Settling Disputes the NPB Way - Dispute Resolution Journal - Vol. 57, No. 3
Originally from Dispute Resolution Journal
The National Patent Board was formed by a group of patent owners to combat the “incredible expense” involved in patent litigation. In the following piece, M. Scott Donahey explains the workings of the Board and how it addresses the needs of a highly specialized sector. He holds that the NPB’s streamlined procedures make for a fair dispute resolution process that is akin to “having a day in court.”
Appalled by the incredible expense involved in patent litigation and alarmed by the lack of consistency and the unpredictability of court decisions, a group of patent owners decided that there must be a better way of dealing with patent infringement disputes. They decided that what was needed was an informed, nonbinding decision issued by neutrals familiar with patent law and infringement litigation, and a decision issued early in the process before the parties invest substantial sums in discovery and motion practice.
Although the decision of the panel would be nonbinding absent the parties’ agreement to make it binding, the patent owners wanted any nonbinding decision to be one with “teeth.” In other words, the rules should include fee and cost penalty provisions among other incentives to encourage voluntary compliance with the opinions issued.

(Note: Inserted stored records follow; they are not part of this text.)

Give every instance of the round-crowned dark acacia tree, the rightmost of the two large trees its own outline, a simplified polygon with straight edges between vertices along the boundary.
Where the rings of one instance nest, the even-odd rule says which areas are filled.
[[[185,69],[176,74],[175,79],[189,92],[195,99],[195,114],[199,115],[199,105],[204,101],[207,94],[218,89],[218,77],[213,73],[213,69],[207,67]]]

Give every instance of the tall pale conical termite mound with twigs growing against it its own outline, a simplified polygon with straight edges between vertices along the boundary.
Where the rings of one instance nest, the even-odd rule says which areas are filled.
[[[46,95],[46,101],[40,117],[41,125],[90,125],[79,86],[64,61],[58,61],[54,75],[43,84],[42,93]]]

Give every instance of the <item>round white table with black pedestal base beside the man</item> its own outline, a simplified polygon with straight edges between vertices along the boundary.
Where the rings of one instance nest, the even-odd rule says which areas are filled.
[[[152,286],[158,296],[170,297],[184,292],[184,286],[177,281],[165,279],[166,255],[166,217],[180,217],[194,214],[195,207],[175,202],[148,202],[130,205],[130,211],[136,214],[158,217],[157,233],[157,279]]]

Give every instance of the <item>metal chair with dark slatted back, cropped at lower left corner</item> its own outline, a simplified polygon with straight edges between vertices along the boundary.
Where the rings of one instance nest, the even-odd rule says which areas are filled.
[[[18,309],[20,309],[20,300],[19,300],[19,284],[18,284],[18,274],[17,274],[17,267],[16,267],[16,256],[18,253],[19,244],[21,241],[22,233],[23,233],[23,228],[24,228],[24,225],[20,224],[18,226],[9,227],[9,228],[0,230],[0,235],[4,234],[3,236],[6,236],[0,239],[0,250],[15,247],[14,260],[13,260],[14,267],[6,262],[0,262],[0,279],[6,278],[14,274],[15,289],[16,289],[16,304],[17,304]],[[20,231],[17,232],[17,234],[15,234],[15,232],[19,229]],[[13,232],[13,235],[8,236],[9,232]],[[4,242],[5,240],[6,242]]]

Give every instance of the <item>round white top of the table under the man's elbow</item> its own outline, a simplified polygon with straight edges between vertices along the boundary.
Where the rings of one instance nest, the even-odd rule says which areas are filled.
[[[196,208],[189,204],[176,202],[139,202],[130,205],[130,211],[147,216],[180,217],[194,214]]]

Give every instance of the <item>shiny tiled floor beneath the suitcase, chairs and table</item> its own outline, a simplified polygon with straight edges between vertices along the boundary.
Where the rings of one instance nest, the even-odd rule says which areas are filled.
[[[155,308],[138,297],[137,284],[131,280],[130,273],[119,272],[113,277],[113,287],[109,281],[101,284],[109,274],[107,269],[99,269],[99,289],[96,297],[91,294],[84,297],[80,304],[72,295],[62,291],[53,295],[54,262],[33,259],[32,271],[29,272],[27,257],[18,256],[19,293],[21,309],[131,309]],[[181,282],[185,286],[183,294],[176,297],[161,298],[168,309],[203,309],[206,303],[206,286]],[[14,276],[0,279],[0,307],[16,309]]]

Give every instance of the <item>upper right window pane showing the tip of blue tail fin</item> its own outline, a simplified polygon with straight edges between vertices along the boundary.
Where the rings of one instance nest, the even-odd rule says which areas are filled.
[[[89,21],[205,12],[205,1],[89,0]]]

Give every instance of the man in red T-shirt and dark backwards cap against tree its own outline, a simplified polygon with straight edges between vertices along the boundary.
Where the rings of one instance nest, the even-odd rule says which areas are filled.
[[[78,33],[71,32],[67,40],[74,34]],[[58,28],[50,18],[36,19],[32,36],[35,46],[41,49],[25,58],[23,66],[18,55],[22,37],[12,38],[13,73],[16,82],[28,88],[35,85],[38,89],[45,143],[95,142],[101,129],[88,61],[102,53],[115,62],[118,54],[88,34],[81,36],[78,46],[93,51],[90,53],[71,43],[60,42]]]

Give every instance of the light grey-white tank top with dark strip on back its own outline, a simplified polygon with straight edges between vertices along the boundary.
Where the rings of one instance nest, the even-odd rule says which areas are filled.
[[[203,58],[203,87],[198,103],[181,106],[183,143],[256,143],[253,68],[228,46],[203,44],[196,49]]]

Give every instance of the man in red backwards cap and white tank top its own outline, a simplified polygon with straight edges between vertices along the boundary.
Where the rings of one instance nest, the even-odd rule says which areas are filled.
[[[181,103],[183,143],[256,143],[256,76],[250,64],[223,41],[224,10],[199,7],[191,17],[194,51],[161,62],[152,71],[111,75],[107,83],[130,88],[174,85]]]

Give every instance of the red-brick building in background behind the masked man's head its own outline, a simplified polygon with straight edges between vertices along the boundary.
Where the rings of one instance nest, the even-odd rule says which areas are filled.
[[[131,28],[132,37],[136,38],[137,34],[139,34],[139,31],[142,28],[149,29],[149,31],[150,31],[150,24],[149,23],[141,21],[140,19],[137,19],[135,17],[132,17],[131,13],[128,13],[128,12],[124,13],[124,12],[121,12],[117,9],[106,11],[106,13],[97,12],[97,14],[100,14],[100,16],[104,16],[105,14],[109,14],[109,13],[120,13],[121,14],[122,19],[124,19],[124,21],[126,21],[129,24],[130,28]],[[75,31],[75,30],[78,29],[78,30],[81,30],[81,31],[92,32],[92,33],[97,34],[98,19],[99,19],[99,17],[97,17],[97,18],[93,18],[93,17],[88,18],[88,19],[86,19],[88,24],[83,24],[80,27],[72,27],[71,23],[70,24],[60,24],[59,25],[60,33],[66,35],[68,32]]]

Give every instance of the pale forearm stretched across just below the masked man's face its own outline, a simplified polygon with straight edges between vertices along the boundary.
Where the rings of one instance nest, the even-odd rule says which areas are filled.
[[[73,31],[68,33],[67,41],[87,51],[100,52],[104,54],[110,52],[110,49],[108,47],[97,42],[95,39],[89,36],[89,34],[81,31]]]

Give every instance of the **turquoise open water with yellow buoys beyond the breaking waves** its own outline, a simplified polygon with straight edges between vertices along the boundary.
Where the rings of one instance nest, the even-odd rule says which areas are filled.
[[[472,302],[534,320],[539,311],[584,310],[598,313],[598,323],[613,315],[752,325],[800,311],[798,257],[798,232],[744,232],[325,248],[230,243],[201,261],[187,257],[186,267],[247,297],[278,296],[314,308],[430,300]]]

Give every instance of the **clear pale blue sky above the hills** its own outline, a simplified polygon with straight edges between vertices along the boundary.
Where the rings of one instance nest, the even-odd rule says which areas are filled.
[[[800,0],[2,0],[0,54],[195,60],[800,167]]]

Led by a group of in-house counsel from such major corporations as Procter & Gamble, Intel, Mobil Oil, General Electric, and Becton Dickinson, and Schlumberger, interested parties scheduled a nationwide conference for November 1998 in San Francisco to discuss the concept and proposed rules. More than 200 people from across the country attended, and the idea became a reality: the National Patent Board was formed. The concept, rules, and panelists issuing from these meetings were later acquired by the American Arbitration Association
The goal of the AAA’s National Patent Board remains the same since its founding: to provide an efficient, early, and informed indication of the likely outcome of a court proceeding which would assist parties to resolve their disputes voluntarily, and to do so at a stage prior to the expenditure of large sums in either product commercialization or patent litigation. It is designed to reach not only those disputes which arise after a potentially infringing product is on the market, but potential problems which are recognized after substantial development has been completed, but prior to actual commercialization.